# How much is a 10 gallon tank kit?



## lybrian1 (Aug 10, 2010)

Hi i am asking for a friend of mine who is looking for a 10 gallon tank kit with at least a filter. i think big als has it for 40 bucks? can anyone confirm? im too lazy to call them.

how much is it at walmart or pet smart? anyone knows any better places to get a tank kit?


----------



## AquaNekoMobile (Feb 26, 2010)

Wallys 10g was IIRC $27 but I can't find the piece of paper I wrote down all the prices on when I was price hunting for someone a week ago.

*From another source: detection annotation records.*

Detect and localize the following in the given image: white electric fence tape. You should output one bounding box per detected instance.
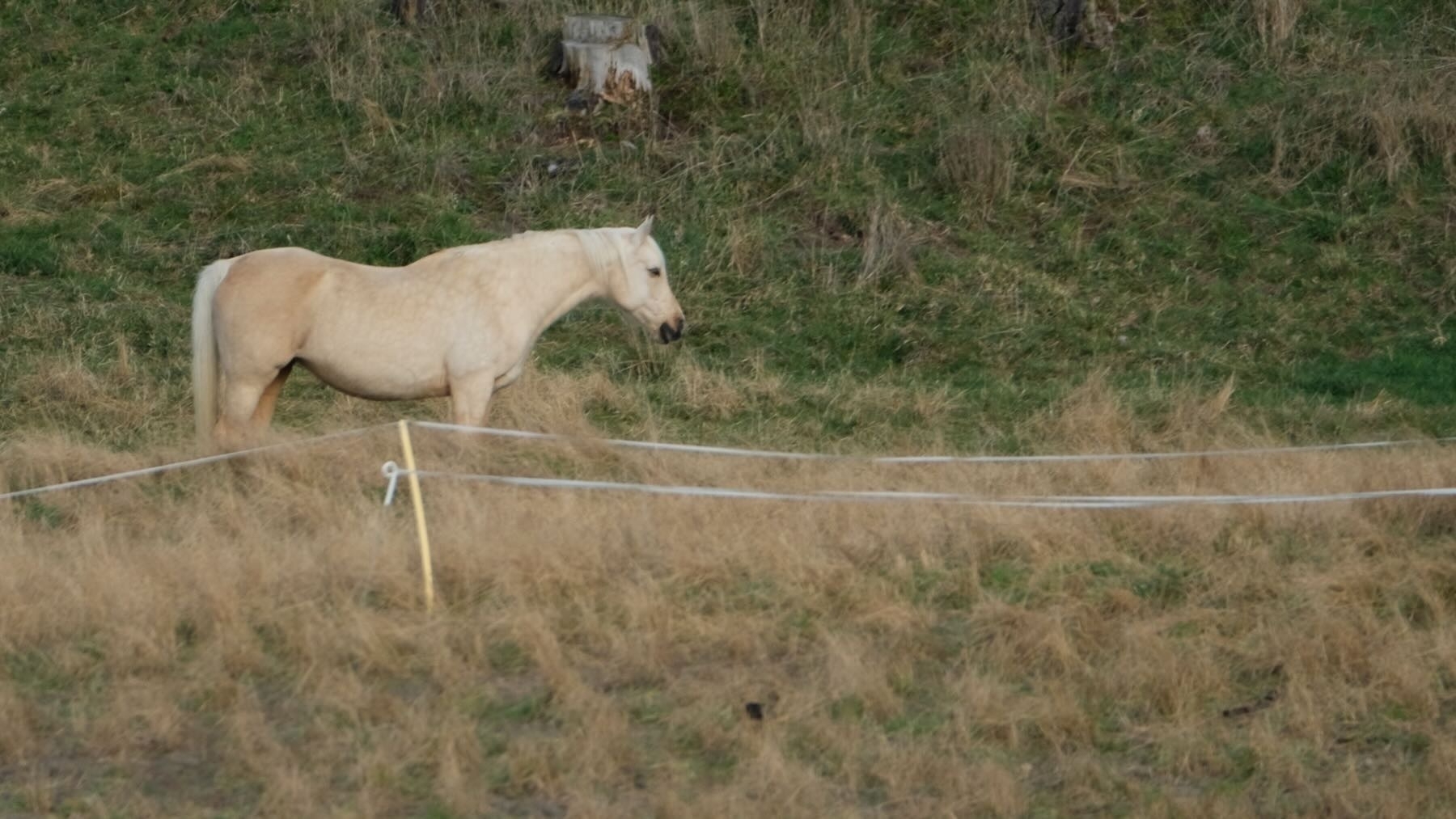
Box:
[409,420,1456,464]
[0,424,393,500]
[380,461,1456,509]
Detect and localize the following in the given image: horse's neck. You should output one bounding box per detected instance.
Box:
[480,231,615,344]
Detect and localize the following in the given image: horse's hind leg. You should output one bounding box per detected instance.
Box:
[214,371,282,450]
[253,361,293,429]
[450,373,495,426]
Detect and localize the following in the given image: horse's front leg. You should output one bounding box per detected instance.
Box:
[450,371,495,426]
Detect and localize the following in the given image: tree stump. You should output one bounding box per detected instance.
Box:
[550,15,657,109]
[390,0,434,26]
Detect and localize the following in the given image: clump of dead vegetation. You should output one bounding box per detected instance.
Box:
[0,378,1456,816]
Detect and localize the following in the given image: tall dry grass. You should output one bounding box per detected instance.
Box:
[0,380,1456,816]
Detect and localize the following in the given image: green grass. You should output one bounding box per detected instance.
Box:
[0,0,1456,448]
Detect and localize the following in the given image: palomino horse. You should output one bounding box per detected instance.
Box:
[193,217,684,448]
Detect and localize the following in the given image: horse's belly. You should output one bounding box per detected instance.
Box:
[298,343,448,402]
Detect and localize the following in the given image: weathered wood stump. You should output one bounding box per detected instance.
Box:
[549,15,658,109]
[390,0,434,26]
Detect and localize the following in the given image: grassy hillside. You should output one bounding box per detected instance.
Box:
[0,0,1456,817]
[0,0,1456,448]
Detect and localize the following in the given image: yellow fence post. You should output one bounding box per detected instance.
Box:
[399,419,435,611]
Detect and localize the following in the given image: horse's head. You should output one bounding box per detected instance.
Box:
[608,217,688,344]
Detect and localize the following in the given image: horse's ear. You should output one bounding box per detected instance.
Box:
[632,217,652,244]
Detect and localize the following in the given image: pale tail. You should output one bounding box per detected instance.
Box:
[193,259,233,444]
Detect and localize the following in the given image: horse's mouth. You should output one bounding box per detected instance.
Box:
[657,315,688,344]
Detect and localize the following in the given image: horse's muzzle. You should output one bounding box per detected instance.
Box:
[657,315,688,344]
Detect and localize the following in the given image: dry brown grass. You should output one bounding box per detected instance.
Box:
[0,373,1456,816]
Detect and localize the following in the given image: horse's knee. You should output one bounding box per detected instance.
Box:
[450,378,493,426]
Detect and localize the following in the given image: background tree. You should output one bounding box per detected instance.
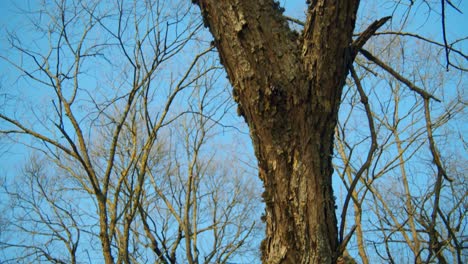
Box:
[0,1,260,263]
[0,0,467,263]
[195,0,467,263]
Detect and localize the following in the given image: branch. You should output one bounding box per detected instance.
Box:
[359,48,441,103]
[351,16,392,61]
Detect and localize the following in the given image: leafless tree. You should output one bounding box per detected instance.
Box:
[335,36,467,263]
[194,0,467,263]
[0,1,259,263]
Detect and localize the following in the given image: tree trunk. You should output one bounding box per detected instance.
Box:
[197,0,359,263]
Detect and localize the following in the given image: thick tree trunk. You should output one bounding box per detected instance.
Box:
[197,0,359,263]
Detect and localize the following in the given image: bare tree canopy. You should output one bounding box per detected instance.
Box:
[194,0,466,263]
[0,0,468,264]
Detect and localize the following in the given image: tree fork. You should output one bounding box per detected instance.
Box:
[194,0,359,263]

That included the filter in the tank


----------



## lybrian1 (Aug 10, 2010)

where is wallys?


----------



## duckyser (Oct 4, 2009)

walmart should be around 40 give or take 5 bucks. Comes with hood, filter and net


----------



## PanzerFodder (Oct 15, 2010)

Big Al's are selling 10G kits for $34.99 ATM

http://www.bigalscanada.com/Stores/Specials/GTA/Fish_E_Sale.html?reloaded=true

Cheer's...PanzerFodder...


----------



## lybrian1 (Aug 10, 2010)

thats great but i see that the sales ends on the 9th.. where can i get onet eh same price on the 17th?


----------